Proposed Legislation Seeks to ‘Protect’ the U.K.’s Controversial Monuments

If passed, the new measure would make it more difficult for local councils to remove statues of polarizing historical figures

Salvage team recovers toppled statue of Edward Colston
Last June, protesters threw a statue of British slave trader Edward Colston into Bristol Harbor. A salvage team recovered the sculpture the following day. Photo by Andrew Lloyd / Getty Images

New legislation introduced by the United Kingdom’s government seeks to “protect” controversial public works from removal “on a whim or at the behest of a baying mob,” wrote Conservative Party politician Robert Jenrick in a recent op-ed for the Telegraph.

Expected to apply to 20,000 monuments across England, the measure, if passed by Parliament, would require individuals to secure building consent or planning permission prior to taking down “any historic statue,” per a statement. The government’s secretary of state for communities (currently Jenrick) would have final say on all local council decisions regarding removals.

The proposed legislation—which quickly attracted criticism from Labour Party members, racial justice campaigners and scholars alike, reports Maya Wolfe-Robinson for the Guardian—arrives amid an ongoing reckoning with systemic racism. Last summer, protesters around the world toppled statues of contentious figures, including slaveholders, colonizers and politicians, while demonstrating against police brutality following the killing of George Floyd.

One of England’s most high-profile statue removals unfolded in mid-June, when protesters threw a statue of 17th-century slave trader Edward Colston into Bristol Harbor. Now, notes Artnet News’ Naomi Rea, the toppled figure is in a Bristol museum’s collection; four activists face criminal charges for damaging it.

Last June, protesters also defaced a sculpture of Winston Churchill in London’s Parliament Square, arguing that the World War II–era prime minister held racist beliefs. Demonstrators pointed out that Churchill advocated the use of chemical weapons against “uncivilized tribes” in India and refused to admit that Native Americans or Aboriginal Australians had been wronged by colonization.

Prime Minister Boris Johnson was among the prominent figures to come to the Churchill statue’s defense. Writing in the Telegraph, he asked, “Would it not be better and more honest to ask our children to understand the context, to explain the mixture of good and bad in the career of Churchill and everyone else? I will resist with every breath in my body any attempt to remove that statue from Parliament Square.”

Jenrick outlined a similar argument in his op-ed, maintaining that the U.K.’s monuments are an integral part of its history—a narrative that demonstrators seek to “erase,” he said.

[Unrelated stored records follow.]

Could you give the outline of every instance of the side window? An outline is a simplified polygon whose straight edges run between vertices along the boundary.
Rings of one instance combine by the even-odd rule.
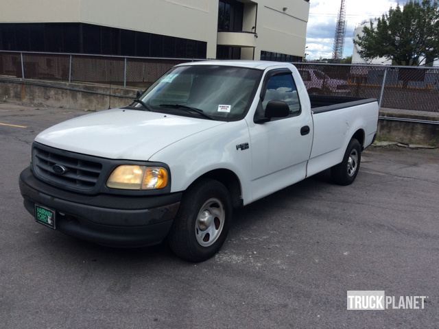
[[[300,75],[302,76],[302,80],[303,81],[311,81],[311,77],[309,76],[309,72],[307,71],[299,71]]]
[[[278,74],[270,78],[267,83],[265,97],[262,102],[264,110],[268,102],[273,100],[287,103],[291,115],[297,115],[300,112],[300,103],[292,74]]]

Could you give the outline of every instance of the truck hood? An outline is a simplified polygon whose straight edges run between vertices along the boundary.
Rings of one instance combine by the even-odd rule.
[[[222,121],[116,108],[72,119],[35,141],[73,152],[110,159],[147,160],[154,154]]]

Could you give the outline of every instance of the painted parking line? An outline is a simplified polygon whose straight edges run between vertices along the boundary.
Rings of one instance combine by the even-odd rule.
[[[8,127],[14,127],[15,128],[27,128],[27,125],[12,125],[10,123],[3,123],[0,122],[0,125],[5,125]]]

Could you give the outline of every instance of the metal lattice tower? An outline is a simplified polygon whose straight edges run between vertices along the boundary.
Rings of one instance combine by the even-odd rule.
[[[344,47],[344,36],[346,34],[346,3],[345,0],[342,0],[340,9],[337,17],[337,25],[335,26],[335,35],[334,36],[334,46],[332,51],[333,60],[341,60],[343,56],[343,48]]]

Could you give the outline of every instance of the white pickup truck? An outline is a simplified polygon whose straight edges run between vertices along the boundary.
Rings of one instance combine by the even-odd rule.
[[[377,120],[375,99],[310,99],[289,64],[182,64],[131,106],[39,134],[20,188],[52,229],[107,245],[166,240],[202,261],[224,242],[234,208],[329,168],[352,183]]]

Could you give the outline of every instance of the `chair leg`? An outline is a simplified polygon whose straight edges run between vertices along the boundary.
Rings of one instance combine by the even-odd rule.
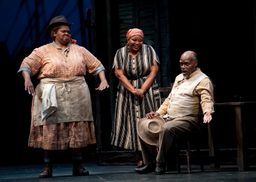
[[[180,149],[179,144],[176,142],[176,163],[177,163],[177,172],[180,172]]]
[[[200,150],[198,140],[196,144],[196,153],[197,155],[197,159],[200,163],[200,168],[201,169],[201,172],[204,172],[204,162],[202,160],[201,151]]]
[[[188,161],[188,172],[191,173],[191,163],[190,160],[190,141],[188,140],[187,141],[187,146],[186,146],[186,150],[187,150],[187,160]]]

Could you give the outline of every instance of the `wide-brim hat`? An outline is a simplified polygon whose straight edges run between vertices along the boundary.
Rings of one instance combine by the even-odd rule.
[[[64,16],[56,16],[50,21],[50,24],[45,29],[45,34],[51,38],[51,30],[55,26],[60,25],[66,25],[70,27],[73,23],[69,23]]]
[[[165,123],[162,118],[156,116],[154,116],[152,119],[141,118],[137,123],[138,135],[146,143],[158,146],[159,131]]]

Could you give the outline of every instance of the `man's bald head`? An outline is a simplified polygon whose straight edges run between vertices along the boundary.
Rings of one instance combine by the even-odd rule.
[[[191,73],[196,71],[197,62],[197,55],[194,52],[188,50],[181,55],[180,69],[185,78],[190,76]]]
[[[191,58],[194,61],[197,60],[197,55],[193,51],[187,50],[185,52],[180,56],[180,58],[182,56],[187,56],[187,58]]]

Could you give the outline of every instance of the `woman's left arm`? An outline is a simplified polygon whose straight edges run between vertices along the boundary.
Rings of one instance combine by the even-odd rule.
[[[99,86],[99,87],[95,89],[97,90],[103,90],[105,89],[108,88],[109,85],[107,83],[107,81],[105,77],[105,71],[102,70],[99,73],[99,77],[101,79],[101,84]]]
[[[158,71],[158,64],[155,60],[155,65],[153,65],[149,67],[149,75],[148,76],[147,79],[141,87],[141,89],[137,90],[137,92],[138,92],[141,94],[144,94],[146,90],[147,90],[147,89],[151,86],[154,79],[155,78],[155,76],[157,75],[157,72]]]

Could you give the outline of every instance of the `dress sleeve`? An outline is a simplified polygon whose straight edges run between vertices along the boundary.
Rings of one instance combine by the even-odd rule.
[[[112,69],[115,67],[115,66],[116,66],[118,69],[123,69],[123,58],[122,58],[122,52],[120,49],[116,51],[116,55],[115,56],[114,61],[113,62]]]
[[[35,49],[29,56],[23,59],[18,71],[18,75],[22,76],[22,71],[28,72],[30,76],[37,74],[42,66],[43,57],[43,54],[42,54],[40,49]]]

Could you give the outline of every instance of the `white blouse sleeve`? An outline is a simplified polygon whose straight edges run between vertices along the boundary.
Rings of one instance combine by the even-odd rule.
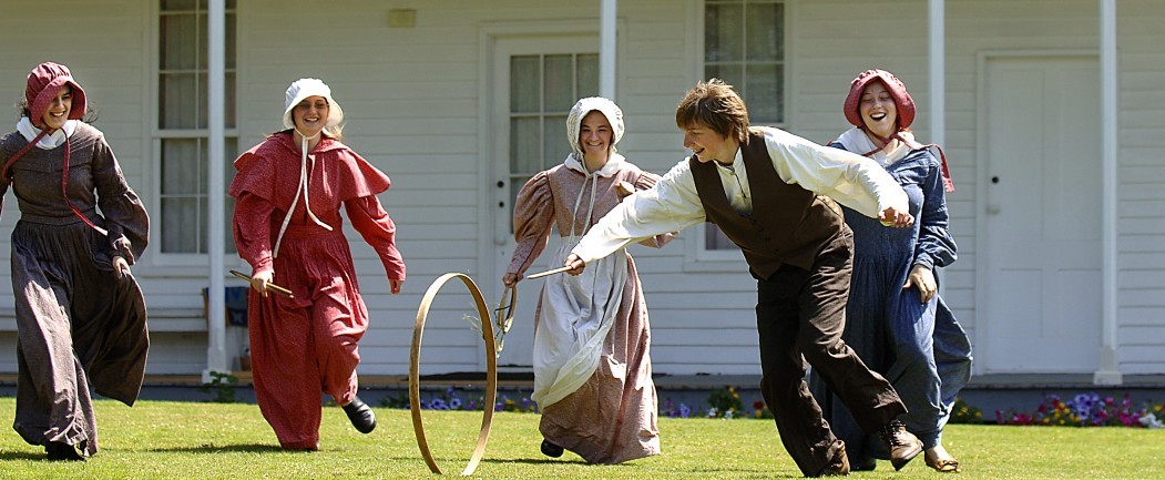
[[[607,212],[571,253],[584,262],[610,255],[629,243],[678,232],[704,221],[704,205],[687,160],[659,178],[655,186],[640,190]]]
[[[785,182],[833,198],[870,218],[877,218],[888,207],[910,211],[906,192],[873,160],[776,128],[764,132],[772,167]]]

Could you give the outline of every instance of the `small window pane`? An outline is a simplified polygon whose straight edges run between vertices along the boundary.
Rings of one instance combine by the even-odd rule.
[[[198,34],[195,15],[162,15],[158,19],[162,44],[158,49],[162,70],[195,68]]]
[[[158,83],[160,128],[193,128],[198,112],[195,73],[162,73]]]
[[[196,128],[207,128],[210,117],[210,85],[206,84],[206,70],[198,72],[198,114],[195,117]]]
[[[725,80],[728,85],[732,85],[736,93],[744,99],[744,104],[748,105],[749,112],[751,112],[753,106],[748,104],[748,98],[744,97],[746,89],[744,83],[741,82],[744,77],[743,69],[739,64],[734,65],[708,65],[704,68],[704,73],[707,78],[719,78]]]
[[[192,10],[195,0],[162,0],[162,12]]]
[[[510,119],[510,171],[534,175],[542,165],[542,128],[537,117]]]
[[[578,82],[578,98],[599,94],[599,54],[582,54],[577,57],[574,78]],[[576,99],[577,100],[577,99]],[[572,103],[571,106],[574,104]]]
[[[226,85],[223,86],[224,99],[223,103],[226,105],[226,128],[234,128],[234,115],[235,115],[235,93],[234,93],[234,72],[226,72]],[[232,157],[233,158],[233,157]]]
[[[162,253],[198,252],[198,198],[162,198]]]
[[[546,155],[543,157],[542,168],[548,169],[563,163],[572,148],[570,139],[566,137],[566,115],[548,115],[543,121]]]
[[[784,58],[784,29],[779,5],[749,5],[744,30],[748,31],[748,59],[774,62]]]
[[[574,105],[574,58],[572,55],[546,56],[548,112],[567,112]]]
[[[227,8],[232,8],[232,7],[227,7]],[[235,38],[238,38],[238,36],[236,36],[234,29],[236,28],[235,27],[236,23],[238,23],[238,21],[235,20],[235,15],[233,13],[227,13],[226,14],[226,45],[225,45],[226,47],[226,68],[227,69],[234,69],[235,68],[235,64],[234,64],[234,55],[235,55],[234,42],[235,42]]]
[[[744,9],[737,5],[708,5],[705,10],[704,59],[707,62],[744,58],[741,21]]]
[[[779,123],[784,119],[784,93],[782,92],[781,65],[748,66],[748,115],[755,123]]]
[[[200,143],[197,139],[162,140],[162,195],[202,193]]]
[[[510,112],[541,112],[542,62],[537,55],[510,58]]]

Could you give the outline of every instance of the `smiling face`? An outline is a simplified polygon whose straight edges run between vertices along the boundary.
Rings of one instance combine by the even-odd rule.
[[[889,137],[898,129],[898,105],[882,82],[871,82],[866,86],[857,103],[857,113],[861,113],[866,128],[876,135]]]
[[[592,110],[579,125],[579,148],[591,158],[606,158],[610,153],[610,140],[614,137],[610,122],[602,112]]]
[[[71,111],[72,89],[65,85],[57,91],[57,96],[52,98],[49,108],[44,111],[44,117],[41,117],[41,121],[50,130],[64,127]]]
[[[714,160],[727,164],[736,160],[740,142],[734,135],[721,135],[708,126],[693,123],[684,128],[684,148],[702,163]]]
[[[316,136],[327,123],[327,99],[315,96],[303,99],[291,110],[295,128],[304,136]]]

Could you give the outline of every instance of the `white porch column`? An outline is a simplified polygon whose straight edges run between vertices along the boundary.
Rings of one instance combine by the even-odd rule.
[[[1101,348],[1100,368],[1093,383],[1121,384],[1116,359],[1116,0],[1100,0],[1100,110],[1101,110]]]
[[[615,100],[615,17],[619,0],[599,6],[599,96]]]
[[[224,288],[223,255],[226,249],[223,238],[225,204],[223,202],[224,188],[223,164],[225,129],[226,129],[226,2],[225,0],[210,0],[207,10],[207,75],[206,86],[209,101],[206,106],[207,127],[210,137],[207,139],[206,161],[209,179],[206,185],[206,198],[209,212],[206,219],[207,247],[206,255],[210,257],[210,271],[207,280],[210,288],[206,291],[209,322],[206,329],[206,369],[203,370],[203,382],[210,382],[212,372],[230,373],[231,366],[226,358],[226,299]]]
[[[931,143],[946,144],[946,0],[929,0]]]

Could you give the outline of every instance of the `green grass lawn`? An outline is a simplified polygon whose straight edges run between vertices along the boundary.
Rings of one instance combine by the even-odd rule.
[[[15,401],[0,398],[8,425]],[[97,401],[100,447],[86,463],[49,463],[15,431],[0,435],[0,479],[433,479],[408,410],[376,409],[360,435],[324,409],[318,452],[284,452],[253,404]],[[480,412],[425,411],[429,444],[446,477],[469,458]],[[481,479],[800,478],[771,421],[662,418],[664,453],[623,465],[586,465],[538,452],[538,415],[499,412]],[[946,445],[963,465],[955,479],[1165,479],[1165,429],[951,425]],[[902,472],[880,461],[853,479],[935,479],[919,457]]]

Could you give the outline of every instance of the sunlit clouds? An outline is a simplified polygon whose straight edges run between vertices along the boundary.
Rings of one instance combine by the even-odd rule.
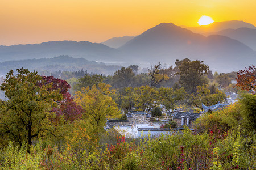
[[[208,16],[203,15],[200,19],[198,20],[197,23],[199,26],[206,26],[209,25],[214,22],[212,18]]]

“We cannot, and should not, now try to edit or censor our past,” added Jenrick. “That’s why I am changing the law to protect historic monuments and ensure we don’t repeat the errors of previous generations, losing our inheritance of the past without proper care.”

The government’s official view, as presented in Parliament Monday and outlined in the Telegraph, is that “monuments are almost always best explained and contextualized, not taken and hidden away.”

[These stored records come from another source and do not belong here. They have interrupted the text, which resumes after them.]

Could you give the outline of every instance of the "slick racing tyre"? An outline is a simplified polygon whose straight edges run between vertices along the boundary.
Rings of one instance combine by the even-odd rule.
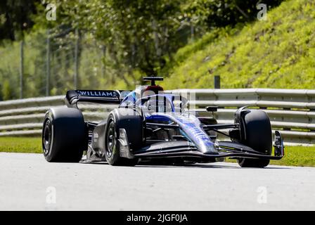
[[[132,109],[118,108],[110,113],[106,124],[105,156],[107,162],[115,166],[134,166],[138,163],[138,159],[120,156],[120,129],[126,131],[130,148],[139,149],[142,144],[142,117]]]
[[[246,110],[242,116],[245,140],[242,143],[265,155],[271,155],[271,126],[267,114],[258,110]],[[239,158],[238,165],[242,167],[266,167],[269,160]]]
[[[47,111],[43,124],[42,146],[48,162],[77,162],[87,145],[87,128],[80,110],[60,107]]]

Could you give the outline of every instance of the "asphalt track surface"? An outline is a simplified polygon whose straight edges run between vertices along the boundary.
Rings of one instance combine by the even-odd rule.
[[[315,168],[112,167],[0,153],[1,210],[315,210]]]

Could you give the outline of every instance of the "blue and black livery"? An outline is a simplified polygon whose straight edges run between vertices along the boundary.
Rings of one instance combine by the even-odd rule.
[[[234,123],[217,124],[212,116],[217,107],[207,107],[208,116],[200,117],[187,109],[186,98],[165,93],[155,84],[162,77],[144,80],[150,81],[150,85],[131,91],[68,91],[68,108],[50,109],[45,116],[45,158],[49,162],[106,161],[131,166],[212,162],[233,158],[241,167],[264,167],[270,160],[283,158],[284,147],[278,131],[274,134],[271,155],[271,128],[264,111],[243,107],[236,110]],[[117,104],[117,108],[103,121],[87,122],[78,108],[79,101]],[[63,136],[58,134],[60,130],[66,130]],[[230,141],[220,141],[218,134]],[[84,152],[86,157],[82,160]]]

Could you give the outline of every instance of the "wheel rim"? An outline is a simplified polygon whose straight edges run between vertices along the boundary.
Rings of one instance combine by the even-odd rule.
[[[51,122],[49,120],[45,123],[45,126],[44,127],[44,133],[43,133],[43,150],[44,154],[46,155],[49,152],[51,144]]]
[[[108,157],[112,156],[113,151],[115,150],[116,140],[115,140],[115,122],[113,120],[110,120],[108,128],[107,134],[107,148],[106,155]]]

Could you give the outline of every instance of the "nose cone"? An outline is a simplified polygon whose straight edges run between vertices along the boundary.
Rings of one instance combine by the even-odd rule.
[[[193,142],[197,149],[205,154],[218,155],[219,153],[214,147],[208,134],[200,127],[200,123],[197,118],[191,117],[189,120],[177,121],[181,129]]]
[[[189,131],[191,141],[193,142],[197,149],[205,154],[218,155],[214,143],[209,138],[209,136],[200,127],[195,127]]]

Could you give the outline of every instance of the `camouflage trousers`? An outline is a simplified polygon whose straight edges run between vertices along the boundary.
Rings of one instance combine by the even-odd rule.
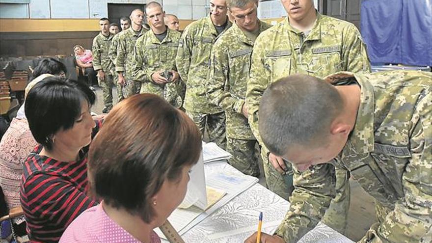
[[[395,213],[394,205],[385,205],[375,200],[375,215],[378,222],[373,224],[366,232],[364,237],[358,242],[367,243],[369,242],[398,242],[404,243],[430,243],[432,242],[432,223],[422,222],[415,220],[408,216],[404,218],[406,215],[405,212],[400,211],[399,214]],[[391,216],[386,219],[389,214]],[[389,225],[388,220],[394,217],[397,219],[399,224]],[[404,220],[405,219],[405,220]],[[405,222],[405,224],[401,223]],[[380,227],[381,224],[386,222],[387,227]],[[420,226],[420,227],[419,227]],[[402,227],[401,227],[402,226]],[[389,227],[391,228],[389,228]],[[397,228],[397,230],[395,229]],[[407,237],[405,232],[418,232],[419,234],[412,234]],[[378,238],[381,239],[378,239]],[[382,241],[382,239],[389,241]]]
[[[112,87],[114,86],[112,75],[105,73],[105,79],[103,81],[98,77],[98,83],[102,88],[102,94],[104,96],[104,105],[106,108],[111,109],[112,108]]]
[[[114,82],[114,84],[117,87],[117,102],[120,102],[124,99],[123,91],[123,87],[121,85],[118,83],[118,76],[114,74],[112,75],[112,77],[113,77],[113,81]]]
[[[345,233],[350,209],[351,188],[350,172],[342,168],[335,168],[336,197],[331,200],[321,221],[342,234]]]
[[[262,151],[263,150],[261,150]],[[261,153],[267,188],[286,200],[289,200],[294,189],[291,164],[286,162],[288,172],[282,175],[273,167],[269,161],[268,155]],[[343,234],[347,227],[348,211],[350,208],[351,188],[348,180],[349,172],[343,169],[335,169],[336,197],[331,200],[330,206],[321,221],[330,228]]]
[[[139,93],[140,90],[141,90],[141,82],[127,80],[126,84],[123,87],[123,97],[128,98],[134,94]]]
[[[232,155],[228,163],[243,174],[259,178],[260,167],[255,154],[256,140],[226,138],[226,151]]]
[[[207,131],[209,140],[206,141],[206,142],[214,142],[219,147],[225,149],[226,136],[225,133],[225,122],[226,118],[224,112],[206,114],[187,110],[186,114],[198,127],[202,137],[204,137],[205,131]]]

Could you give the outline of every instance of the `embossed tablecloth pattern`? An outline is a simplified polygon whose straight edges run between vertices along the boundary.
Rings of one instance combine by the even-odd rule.
[[[221,172],[241,173],[225,162],[207,163],[204,168],[206,175]],[[260,212],[264,215],[263,231],[272,233],[283,219],[289,207],[288,201],[257,184],[185,233],[182,238],[187,243],[243,243],[256,230]],[[320,223],[299,242],[353,242]]]

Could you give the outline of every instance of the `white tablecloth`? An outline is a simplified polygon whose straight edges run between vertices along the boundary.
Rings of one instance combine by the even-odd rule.
[[[207,163],[204,168],[206,175],[224,171],[241,173],[224,162]],[[187,243],[243,243],[256,231],[260,212],[264,216],[262,231],[272,234],[285,216],[289,205],[286,200],[257,184],[193,227],[182,238]],[[320,223],[299,242],[353,242]]]

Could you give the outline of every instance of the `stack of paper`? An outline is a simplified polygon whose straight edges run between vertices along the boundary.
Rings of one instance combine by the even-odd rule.
[[[177,208],[168,217],[168,219],[179,234],[182,235],[258,181],[258,179],[255,177],[241,173],[227,171],[215,172],[206,177],[205,183],[208,186],[215,190],[215,191],[212,192],[212,189],[208,188],[207,190],[208,203],[210,205],[212,201],[216,201],[213,203],[214,205],[205,211],[194,206],[188,209]],[[226,192],[224,196],[224,192]],[[220,195],[221,193],[222,193],[222,196]],[[216,199],[211,200],[211,198]],[[166,239],[159,229],[156,230],[160,237]]]
[[[207,196],[202,154],[190,169],[189,176],[190,179],[188,183],[188,191],[179,208],[186,209],[194,205],[204,210],[207,207]]]
[[[222,149],[214,142],[203,144],[203,159],[204,163],[229,159],[231,154]]]

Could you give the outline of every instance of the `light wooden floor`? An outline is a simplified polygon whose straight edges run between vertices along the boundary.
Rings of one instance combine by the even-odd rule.
[[[112,96],[114,104],[117,103],[117,92],[113,90]],[[102,113],[104,108],[102,91],[96,90],[97,100],[92,111],[98,114]],[[264,172],[261,168],[260,183],[265,186]],[[375,222],[375,210],[372,197],[369,196],[356,182],[350,180],[351,185],[351,202],[348,214],[348,225],[346,236],[355,242],[361,239],[369,228],[370,225]]]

But as Laurajane Smith, a researcher who spent a decade interviewing visitors to historical sites for her book Emotional Heritage, told Smithsonian magazine’s Erin Thompson last month, simply adding context may not be enough to change minds.

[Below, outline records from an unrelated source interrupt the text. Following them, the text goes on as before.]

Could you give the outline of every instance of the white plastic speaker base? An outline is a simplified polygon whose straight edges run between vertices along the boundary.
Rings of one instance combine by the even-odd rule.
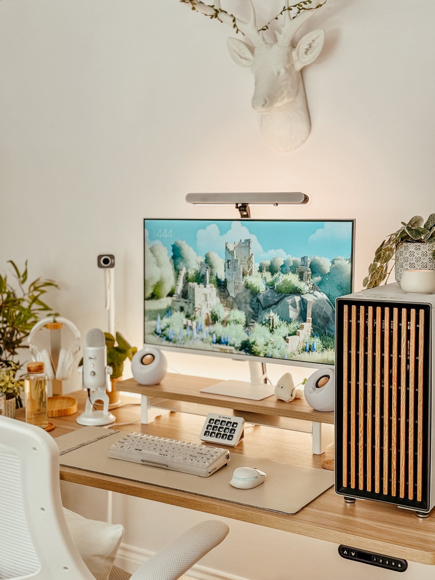
[[[116,417],[111,413],[104,413],[103,411],[94,411],[92,413],[82,413],[76,419],[79,425],[97,426],[110,425],[114,423]]]
[[[151,362],[144,362],[148,358]],[[158,349],[144,346],[132,360],[132,372],[139,385],[158,385],[168,369],[166,357]]]
[[[323,386],[318,385],[322,378],[328,379]],[[332,368],[320,368],[309,377],[303,389],[307,403],[315,411],[334,410],[335,374]]]

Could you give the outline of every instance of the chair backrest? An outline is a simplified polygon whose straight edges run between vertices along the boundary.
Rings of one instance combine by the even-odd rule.
[[[1,580],[95,580],[67,527],[59,456],[43,429],[0,416]]]

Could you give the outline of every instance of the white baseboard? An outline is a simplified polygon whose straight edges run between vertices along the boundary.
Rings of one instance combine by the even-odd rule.
[[[128,572],[134,572],[140,565],[154,555],[154,552],[129,544],[122,543],[118,550],[115,561],[116,566]],[[200,564],[195,564],[187,572],[189,578],[194,580],[248,580],[241,576],[235,576],[221,572]]]

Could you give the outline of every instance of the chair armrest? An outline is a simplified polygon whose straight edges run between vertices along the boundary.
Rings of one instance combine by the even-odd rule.
[[[177,580],[220,544],[229,531],[219,520],[197,524],[142,564],[130,580]]]

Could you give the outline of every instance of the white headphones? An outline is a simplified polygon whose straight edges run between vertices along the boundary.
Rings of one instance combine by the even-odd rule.
[[[45,327],[48,322],[61,322],[71,330],[74,335],[74,340],[70,345],[69,349],[61,349],[59,351],[59,359],[57,362],[57,368],[55,369],[53,368],[51,358],[46,349],[44,349],[39,351],[38,347],[33,343],[33,338],[37,331],[43,327]],[[74,363],[77,361],[78,355],[80,352],[80,332],[78,328],[70,320],[67,318],[62,318],[61,316],[49,316],[48,318],[43,318],[39,320],[33,327],[30,331],[30,333],[27,337],[27,342],[29,345],[29,350],[32,355],[32,358],[34,361],[39,361],[44,362],[45,365],[45,372],[49,380],[66,380],[70,379],[72,375],[72,371],[74,368]]]

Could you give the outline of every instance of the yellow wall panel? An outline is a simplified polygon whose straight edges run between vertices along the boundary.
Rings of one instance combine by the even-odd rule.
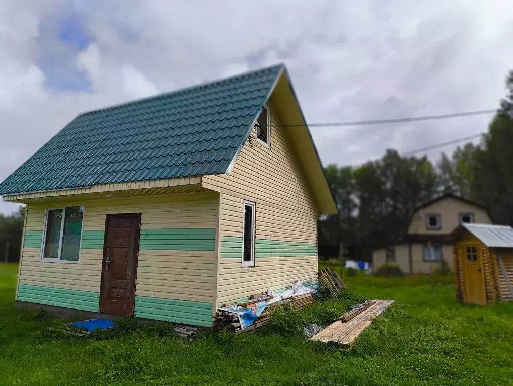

The vast majority of people Smith surveyed were “engaged in reinforcing what they knew and believed,” she said. If visitors saw information that seemed to contradict their understanding of an event or historical figure, they simply brushed “it off as irrelevant.”

Per the Guardian, some observers have expressed concerns that the proposed legislation is misguided and poorly timed.

“The government’s focus right now should be on the fight against Covid-19, protecting families’ incomes and securing our economy,” Member of Parliament Steve Reed, the shadow cabinet’s communities secretary, tells the Guardian. “Robert Jenrick should be working closely with councils to help build capacity for rolling out the vaccine so that we can end restrictions and begin to rebuild our country.”

Writing on Twitter, Sharon Heal, director of the London-based Museums Association, added, “I wish we could get away from language of censure and erasure and understand this is about broadening, deepening and creating honest and inclusive narratives.”